Patch is a highly controversial product, purchased by AOL for pocket change which has cost them a great deal more than that in recent years. Aside from the recent controversy around their editorial practices and profitability it does a decent job of connecting local businesses with local consumers.
Patch’s directory allows end users to select the state and then narrow down to the city of interest. In addition to the directory, Patch offers the latest news for that area, any events that are taking place, and traffic reporting.
This comprehensive platform allows the consumer the ability to search for local restaurants, services, health, and other products and services needed within the community.
“Patch always surprises me,” Shotland said. “There is a Patch in Pleasanton, CA, where I live, and it often shows up in Google for local search queries. That I would expect. What I would not expect, is that the content is actually pretty good. Their model of using truly local editors to create the content, while expensive, results in a nice experience and editorial point of view.”
Can Patch generate leads for local SMBs? Shotland isn’t 100 percent sure.
“It seems like a decent media property for catching up on news, but not necessarily a lead-gen machine,” he said. “And even though it’s got decent content, it can’t compare community-wise to our local paper’s website.”
Foursquare is a log-in based site that provides you with information for your area. It rode the wave of checking social media up and there is concern that it may ride it right back down as folks forget why they logged in in the first place.
Foursquare also provides you with suggestions of shops and restaurants to visit within your locale. Key is the ability for consumers to leave “tips” for a specific business or service, it is an interactive site that not only provides information but allows consumers to share their experiences and leave “tips” for other consumers.
“I really want to like Foursquare,” Shotland said. “I have checked in with the best of them all over the world, and there seems to be a lot of people who have tried it, but I personally find the utility of the app lacking, even with their new “Explore” feature, which is supposed to help you find great local businesses near you. I have tried this feature in several cities around the world, and for me, it’s no more helpful than doing a Google search.
Shotland said he’s concerned that, even with their size, Foursquare is still lacking in enough data to create enough “density” of content to make it truly useful everywhere you go.
“That said, for a certain demographic (i.e., 20-something’s looking for a bar) it’s probably a great service,” Shotland said. “To find a doctor or a plumber – not so much. So if you are targeting people looking for things to do in your area, it might be good to try. It’s certainly a fun concept.”

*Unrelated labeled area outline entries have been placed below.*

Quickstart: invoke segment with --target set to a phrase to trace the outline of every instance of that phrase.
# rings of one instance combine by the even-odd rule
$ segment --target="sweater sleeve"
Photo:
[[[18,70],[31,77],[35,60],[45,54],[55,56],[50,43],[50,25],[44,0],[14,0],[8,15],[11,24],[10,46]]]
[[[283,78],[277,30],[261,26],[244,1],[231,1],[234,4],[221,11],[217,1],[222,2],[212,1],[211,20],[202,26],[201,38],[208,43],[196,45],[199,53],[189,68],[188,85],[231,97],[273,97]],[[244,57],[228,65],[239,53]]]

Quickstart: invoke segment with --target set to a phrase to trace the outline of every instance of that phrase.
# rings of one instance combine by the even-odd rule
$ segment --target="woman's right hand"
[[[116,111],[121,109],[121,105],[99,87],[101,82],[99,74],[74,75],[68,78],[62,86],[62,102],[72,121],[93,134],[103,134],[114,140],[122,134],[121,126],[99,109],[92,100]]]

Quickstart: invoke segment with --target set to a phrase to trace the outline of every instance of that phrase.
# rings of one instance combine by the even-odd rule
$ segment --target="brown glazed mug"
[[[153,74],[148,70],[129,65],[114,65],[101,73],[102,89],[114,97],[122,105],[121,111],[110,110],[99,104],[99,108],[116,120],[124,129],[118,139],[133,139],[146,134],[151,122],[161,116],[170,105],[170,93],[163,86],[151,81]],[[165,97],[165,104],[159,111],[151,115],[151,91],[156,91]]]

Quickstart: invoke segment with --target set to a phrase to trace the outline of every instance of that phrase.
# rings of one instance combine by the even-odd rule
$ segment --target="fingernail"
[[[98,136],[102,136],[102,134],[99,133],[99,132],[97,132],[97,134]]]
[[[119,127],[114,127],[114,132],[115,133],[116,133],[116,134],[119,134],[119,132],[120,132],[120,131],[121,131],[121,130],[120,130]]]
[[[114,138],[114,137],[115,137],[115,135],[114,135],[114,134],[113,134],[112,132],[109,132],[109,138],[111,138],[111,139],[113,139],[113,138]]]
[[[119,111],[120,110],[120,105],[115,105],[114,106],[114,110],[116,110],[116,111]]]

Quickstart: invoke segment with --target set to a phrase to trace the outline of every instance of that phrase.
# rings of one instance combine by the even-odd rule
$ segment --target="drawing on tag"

EveryBlock focuses on 16 specific cities within the Unites States. It is a log-in based site that provides you with the information on your neighborhood and town.
Using local photos posted to Flickr, reviews of local business on Yelp, and channeling pertinent information from Craigslist, its users can chat and post messages about the goings on in their specific location. Given Craigslist’s penchant for going after people who use content from their directory for their own purposes, there is some question around how long lived that part of the platform may be.
The jury is very much out on hyperlocal. The moment you stray from real newsrooms you run the risk of being bogged down in the banal, the inaccurate, and the puff piece.
Having said that, if you can establish a genuine voice for your business there is real opportunity to get found both in these directories (which the average SMB probably doesn’t care that much about) and in the main search engines….so puff away!